Foto scattata da Dmitry Stateynov per OC Media e utilizzata dietro sua autorizzazione.

“In questo edificio vivono insieme a me una donna novantenne e una giovane famiglia. Ci facciamo visita per le feste, ma non è sempre possibile perché ognuno ha le sue cose da fare”.

Mentre parliamo, si affaccia al balcone una vicina più giovane.

“Natasha”, la chiama zia Gayla. “Dicono che possiamo piantare le zucchine. Ho già preparato il terreno. Non so cosa succederà in futuro, ma pianteremo le zucchine”.

“Le persone si abituano a tutto”

Natasha, la persona con cui Gayla sta chiaccherando, vive nell'edificio con il marito e cinque figli da qualche tempo. Natasha aveva 11 anni quando è scoppiata la guerra. Non c'è un giorno in cui non ricordi com'era la vita del villaggio prima della guerra.

Nonostante abbia dei parenti che vivono nella Russia centrale, in Ossezia e in Georgia—il paese da cui l'Abcasia si è separata—non è ancora riuscita a lasciare il paese.

Foto scattata da Dmitry Stateynov per OC Media e utilizzata dietro sua autorizzazione.

“Di recente abbiamo acquistato del terreno a Sukhumi (la capitale amministrativa dell'Abcasia). Vorremmo costruirci una casa, ma ci vorrà del tempo”, ci dice in tono triste.

Natasha riceve un assegno familiare pari a circa 9 dollari per ciascun bambino. Suo marito lavora nella miniera di carbone. La giovane famiglia ha la sua fattoria. Vicino all'asilo che frequentava da bambina, oggi allevano maiali, mucche, galli e galline.

Ci racconta che quando gli abitanti hanno iniziato ad andarsene dopo la guerra era inizialmente spaventata, ma poi la paura è svanita con il tempo.

Foto scattata da Dmitry Stateynov per OC Media e utilizzata dietro sua autorizzazione.

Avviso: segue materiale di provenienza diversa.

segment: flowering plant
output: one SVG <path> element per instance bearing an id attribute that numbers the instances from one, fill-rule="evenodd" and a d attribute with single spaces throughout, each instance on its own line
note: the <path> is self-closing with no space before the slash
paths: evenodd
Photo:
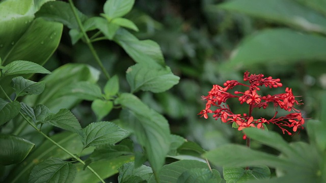
<path id="1" fill-rule="evenodd" d="M 259 74 L 258 75 L 251 74 L 246 72 L 243 75 L 243 81 L 249 81 L 250 84 L 247 85 L 241 83 L 236 80 L 228 80 L 223 84 L 224 87 L 218 84 L 213 85 L 213 88 L 208 92 L 207 96 L 202 96 L 203 100 L 207 103 L 206 108 L 202 110 L 198 114 L 201 115 L 205 118 L 208 117 L 208 113 L 213 113 L 213 117 L 215 119 L 221 118 L 223 123 L 230 124 L 235 123 L 238 130 L 241 131 L 248 127 L 255 127 L 258 129 L 264 128 L 263 124 L 273 124 L 277 125 L 282 131 L 283 134 L 286 132 L 288 135 L 292 135 L 284 127 L 292 128 L 293 132 L 296 132 L 298 129 L 303 129 L 303 125 L 305 123 L 305 119 L 302 117 L 300 110 L 294 107 L 294 104 L 296 105 L 303 104 L 295 100 L 296 96 L 294 96 L 292 93 L 292 89 L 286 87 L 285 93 L 284 94 L 276 94 L 274 95 L 267 95 L 266 96 L 261 96 L 257 94 L 257 91 L 260 90 L 260 86 L 263 85 L 271 88 L 282 86 L 282 84 L 280 82 L 280 79 L 273 79 L 271 77 L 264 77 L 264 75 Z M 229 89 L 232 89 L 237 85 L 247 86 L 249 89 L 244 92 L 235 91 L 234 95 L 228 92 Z M 230 98 L 237 98 L 241 104 L 246 103 L 249 105 L 249 113 L 248 114 L 234 114 L 227 105 L 224 103 Z M 263 117 L 254 119 L 252 115 L 253 109 L 254 108 L 261 108 L 266 109 L 269 103 L 273 103 L 274 107 L 279 106 L 285 110 L 293 112 L 287 114 L 285 116 L 277 117 L 278 111 L 275 112 L 274 116 L 269 119 Z M 212 110 L 211 107 L 215 106 L 217 108 Z M 246 139 L 247 136 L 243 135 L 243 139 Z"/>

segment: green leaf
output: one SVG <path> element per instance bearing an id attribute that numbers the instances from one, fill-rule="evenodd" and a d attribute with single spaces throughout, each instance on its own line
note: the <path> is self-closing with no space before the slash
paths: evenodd
<path id="1" fill-rule="evenodd" d="M 104 4 L 104 13 L 110 18 L 123 16 L 129 12 L 134 0 L 107 0 Z"/>
<path id="2" fill-rule="evenodd" d="M 112 96 L 115 96 L 119 92 L 119 78 L 114 75 L 106 82 L 104 86 L 104 93 L 106 99 L 108 99 Z"/>
<path id="3" fill-rule="evenodd" d="M 82 133 L 80 124 L 73 114 L 68 109 L 60 109 L 56 114 L 49 114 L 44 122 L 78 134 Z"/>
<path id="4" fill-rule="evenodd" d="M 220 182 L 222 178 L 221 178 L 220 173 L 216 170 L 213 170 L 213 171 L 215 173 L 213 173 L 208 168 L 193 168 L 182 173 L 178 178 L 177 182 Z"/>
<path id="5" fill-rule="evenodd" d="M 51 72 L 39 65 L 32 62 L 16 60 L 5 66 L 2 70 L 2 73 L 4 76 L 8 76 L 22 74 L 50 74 Z"/>
<path id="6" fill-rule="evenodd" d="M 45 87 L 44 81 L 36 82 L 26 79 L 21 76 L 13 78 L 12 85 L 16 91 L 16 97 L 26 95 L 39 95 L 43 92 Z"/>
<path id="7" fill-rule="evenodd" d="M 249 170 L 240 167 L 224 167 L 223 176 L 228 183 L 242 182 L 249 180 L 269 178 L 270 171 L 266 166 L 256 167 Z"/>
<path id="8" fill-rule="evenodd" d="M 166 165 L 159 172 L 159 180 L 162 182 L 177 182 L 182 173 L 193 168 L 208 169 L 207 164 L 197 160 L 180 160 Z M 155 183 L 154 176 L 148 180 L 149 183 Z"/>
<path id="9" fill-rule="evenodd" d="M 84 147 L 115 144 L 126 137 L 129 133 L 113 123 L 92 123 L 83 129 Z"/>
<path id="10" fill-rule="evenodd" d="M 92 103 L 92 110 L 95 113 L 97 120 L 100 120 L 107 115 L 113 108 L 113 102 L 95 99 Z"/>
<path id="11" fill-rule="evenodd" d="M 23 138 L 0 134 L 0 165 L 8 165 L 22 162 L 35 144 Z"/>
<path id="12" fill-rule="evenodd" d="M 2 99 L 0 109 L 0 126 L 15 117 L 20 111 L 20 104 L 17 101 L 8 103 Z"/>
<path id="13" fill-rule="evenodd" d="M 165 67 L 163 54 L 156 42 L 148 40 L 140 41 L 123 28 L 117 32 L 114 41 L 123 48 L 136 63 L 144 64 L 151 67 Z"/>
<path id="14" fill-rule="evenodd" d="M 115 18 L 111 22 L 135 31 L 138 32 L 139 30 L 137 26 L 133 22 L 126 18 Z"/>
<path id="15" fill-rule="evenodd" d="M 59 91 L 56 97 L 74 96 L 79 99 L 93 101 L 102 98 L 101 88 L 96 83 L 89 81 L 79 81 L 67 86 Z"/>
<path id="16" fill-rule="evenodd" d="M 326 33 L 326 18 L 295 1 L 233 0 L 219 7 L 308 31 Z"/>
<path id="17" fill-rule="evenodd" d="M 115 102 L 135 117 L 128 121 L 129 126 L 134 130 L 138 142 L 146 149 L 153 170 L 158 172 L 165 162 L 171 143 L 167 120 L 132 94 L 122 94 Z"/>
<path id="18" fill-rule="evenodd" d="M 286 38 L 284 41 L 284 38 Z M 263 30 L 245 39 L 226 65 L 239 68 L 258 64 L 325 60 L 326 38 L 288 29 Z"/>
<path id="19" fill-rule="evenodd" d="M 87 17 L 74 7 L 82 22 Z M 68 3 L 62 1 L 50 1 L 44 4 L 41 9 L 35 14 L 36 17 L 42 17 L 49 21 L 62 23 L 69 28 L 79 29 L 77 20 Z"/>
<path id="20" fill-rule="evenodd" d="M 71 182 L 75 179 L 76 172 L 73 164 L 51 158 L 34 167 L 29 182 Z"/>
<path id="21" fill-rule="evenodd" d="M 165 92 L 177 84 L 180 79 L 167 66 L 165 69 L 156 69 L 137 64 L 129 67 L 126 73 L 127 81 L 132 93 L 139 89 L 153 93 Z"/>
<path id="22" fill-rule="evenodd" d="M 118 180 L 121 183 L 132 183 L 135 182 L 135 178 L 138 178 L 137 182 L 140 182 L 148 180 L 152 173 L 153 171 L 150 167 L 142 165 L 135 168 L 134 162 L 130 162 L 123 164 L 119 169 Z"/>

“Non abbiamo più paura delle strade buie e deserte. Le persone si abituano a tutto. Molti pensano che questi edifici siano andati distrutti durante la guerra. Infatti ci sono ancora molti saccheggi. Dopo la guerra non c'era più lavoro e tutti cercavano di cavarsela come meglio potevano. Non c'è un giorno in cui non mi ricordi di come era prima il villaggio e della guerra”.

Mentre stiamo per concludere la conversazione, ci passa davanti un ragazzino. Corre verso la finestra di un edifico diroccato e si nasconde. Una palla vola fuori dalla finestra e un altro ragazzo la rincorre. Gli tira un calcio e la palla rotola lungo il pendio.

Adesso c'è un gruppo di ragazzini che corre dietro alla palla urlando. Mentre corrono, alcuni di loro afferrano delle pietre e le lanciano contro gli edifici dilapidati. Queste rovine sono parte della loro infanzia che è spensierata come quella di qualunque altro bambino. Non conoscono niente di diverso.

Tutti i nomi di luoghi e i termini utilizzati in questo articolo sono le parole dell'autore e non riflettono necessariamente il punto di vista della redazione di OC Media.